Knowit's dataops library - simplifying building data pipelines in Databricks, for both testing and production use cases. The package enables a workflow where users write their code in notebooks, and then deploy them to a Databricks workspace without stepping on each other's toes.
Project description
Brickops
DataOps framework for Databricks
Table of contents:
- Getting started
- Purpose
- Naming functions
- Deployment functions
- Getting started
- How to get into devcontainer from the command line
- Configuration options for naming and mesh levels
- Underlying philosophy
Getting Started
The package can be installed with pip:
pip install brickops
Purpose
Brickops is a framework to automatically name Databricks assets, like Unity Catalog (UC) schemas, tables and jobs, according to environment (e.g. dev, staging, prod) and domain/project/flow names (where domain, project, flow are derived from the folder path in the repository).
This enables the users (data engineers, etc) to easily develop and deploy data sets, models and pipelines, and automatically comply with organizational principles.

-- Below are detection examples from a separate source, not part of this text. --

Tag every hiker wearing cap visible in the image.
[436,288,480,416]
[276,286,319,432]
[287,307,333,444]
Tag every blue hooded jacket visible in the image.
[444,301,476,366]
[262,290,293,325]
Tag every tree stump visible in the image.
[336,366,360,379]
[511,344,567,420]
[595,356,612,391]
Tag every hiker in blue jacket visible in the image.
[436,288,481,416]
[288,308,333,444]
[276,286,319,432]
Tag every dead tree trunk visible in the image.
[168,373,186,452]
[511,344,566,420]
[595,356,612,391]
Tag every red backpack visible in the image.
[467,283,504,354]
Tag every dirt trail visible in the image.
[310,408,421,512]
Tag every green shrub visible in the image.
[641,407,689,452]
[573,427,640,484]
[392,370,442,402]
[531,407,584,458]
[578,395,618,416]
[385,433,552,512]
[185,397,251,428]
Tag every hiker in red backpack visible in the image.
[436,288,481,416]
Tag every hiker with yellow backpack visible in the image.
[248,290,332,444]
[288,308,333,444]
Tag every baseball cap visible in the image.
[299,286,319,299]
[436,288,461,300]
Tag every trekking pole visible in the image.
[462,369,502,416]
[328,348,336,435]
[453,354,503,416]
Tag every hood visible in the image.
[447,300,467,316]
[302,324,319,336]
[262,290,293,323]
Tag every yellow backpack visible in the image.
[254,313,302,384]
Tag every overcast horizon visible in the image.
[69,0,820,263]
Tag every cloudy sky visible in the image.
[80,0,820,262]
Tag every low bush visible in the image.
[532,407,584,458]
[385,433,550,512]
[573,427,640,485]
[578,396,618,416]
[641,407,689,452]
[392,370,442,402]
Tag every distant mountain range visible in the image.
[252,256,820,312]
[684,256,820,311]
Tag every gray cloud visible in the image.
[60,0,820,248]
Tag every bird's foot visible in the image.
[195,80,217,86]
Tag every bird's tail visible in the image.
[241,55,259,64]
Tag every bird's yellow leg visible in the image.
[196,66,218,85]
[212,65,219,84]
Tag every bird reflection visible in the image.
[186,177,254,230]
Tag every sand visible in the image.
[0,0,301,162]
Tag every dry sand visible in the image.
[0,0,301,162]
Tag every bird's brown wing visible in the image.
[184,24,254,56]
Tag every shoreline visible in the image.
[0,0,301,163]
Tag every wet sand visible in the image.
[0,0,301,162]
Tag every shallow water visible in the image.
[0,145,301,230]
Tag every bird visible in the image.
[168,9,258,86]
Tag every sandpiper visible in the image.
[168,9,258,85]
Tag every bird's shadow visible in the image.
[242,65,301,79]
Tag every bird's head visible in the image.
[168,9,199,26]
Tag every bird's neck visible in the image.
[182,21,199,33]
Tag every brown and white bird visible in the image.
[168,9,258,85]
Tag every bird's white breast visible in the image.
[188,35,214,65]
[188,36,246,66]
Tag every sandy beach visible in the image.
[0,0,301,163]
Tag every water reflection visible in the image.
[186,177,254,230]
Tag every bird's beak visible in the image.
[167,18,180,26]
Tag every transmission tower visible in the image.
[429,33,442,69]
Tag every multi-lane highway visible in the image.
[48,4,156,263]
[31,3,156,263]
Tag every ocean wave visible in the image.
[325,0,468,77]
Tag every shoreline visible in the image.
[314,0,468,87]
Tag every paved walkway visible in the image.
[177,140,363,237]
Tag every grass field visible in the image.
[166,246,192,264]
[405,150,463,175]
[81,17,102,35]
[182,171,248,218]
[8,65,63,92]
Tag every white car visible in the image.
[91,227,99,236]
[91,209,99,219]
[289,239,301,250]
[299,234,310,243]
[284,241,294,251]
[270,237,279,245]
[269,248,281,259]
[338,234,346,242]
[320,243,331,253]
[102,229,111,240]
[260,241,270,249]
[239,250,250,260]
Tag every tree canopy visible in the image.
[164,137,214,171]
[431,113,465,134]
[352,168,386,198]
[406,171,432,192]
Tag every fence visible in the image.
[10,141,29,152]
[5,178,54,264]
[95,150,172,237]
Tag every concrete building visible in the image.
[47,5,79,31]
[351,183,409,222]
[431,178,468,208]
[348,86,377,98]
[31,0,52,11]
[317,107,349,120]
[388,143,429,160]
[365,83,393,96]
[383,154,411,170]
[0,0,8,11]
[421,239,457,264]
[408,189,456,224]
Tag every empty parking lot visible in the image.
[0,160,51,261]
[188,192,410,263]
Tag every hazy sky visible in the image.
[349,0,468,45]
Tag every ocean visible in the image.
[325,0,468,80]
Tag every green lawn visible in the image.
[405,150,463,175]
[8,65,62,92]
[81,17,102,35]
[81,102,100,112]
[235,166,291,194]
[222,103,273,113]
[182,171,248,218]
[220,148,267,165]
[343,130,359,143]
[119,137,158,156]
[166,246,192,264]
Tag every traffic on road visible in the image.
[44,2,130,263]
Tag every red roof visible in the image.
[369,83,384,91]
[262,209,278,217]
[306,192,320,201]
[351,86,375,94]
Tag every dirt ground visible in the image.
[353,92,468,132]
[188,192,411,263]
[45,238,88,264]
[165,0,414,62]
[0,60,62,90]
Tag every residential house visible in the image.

Brickops contains naming functions for UC assets and autojob() functions for auto-deploying jobs. In the near future autodeploy of DLT pipelines will be added.
Naming funtions
Bricksops works in the context of a folder path, representing data pipeline or flow:
orgs/acme/domains/transport/projects/taxinyc/flows/revenue/
The structure here is:
- org:
acme- domain:
transport- project:
taxinyc- flow:
revenue
- flow:
- project:
- domain:
Catalog name from path: catname_from_path()
Example output from naming functions from notebooks under that path:
# Name functions enables automatic env+user specific database naming
from libs.catname import catname_from_path
from libs.dbname import dbname
cat = catname_from_path()
print(f"Catalog name derived from path: {cat}")
Default output (use the domain):
Catalog name derived from path: transport
Output with optional full mesh prefixing (org_domain_project):
Catalog name derived from path: acme_transport_taxinyc
Environment specific database name: dbname()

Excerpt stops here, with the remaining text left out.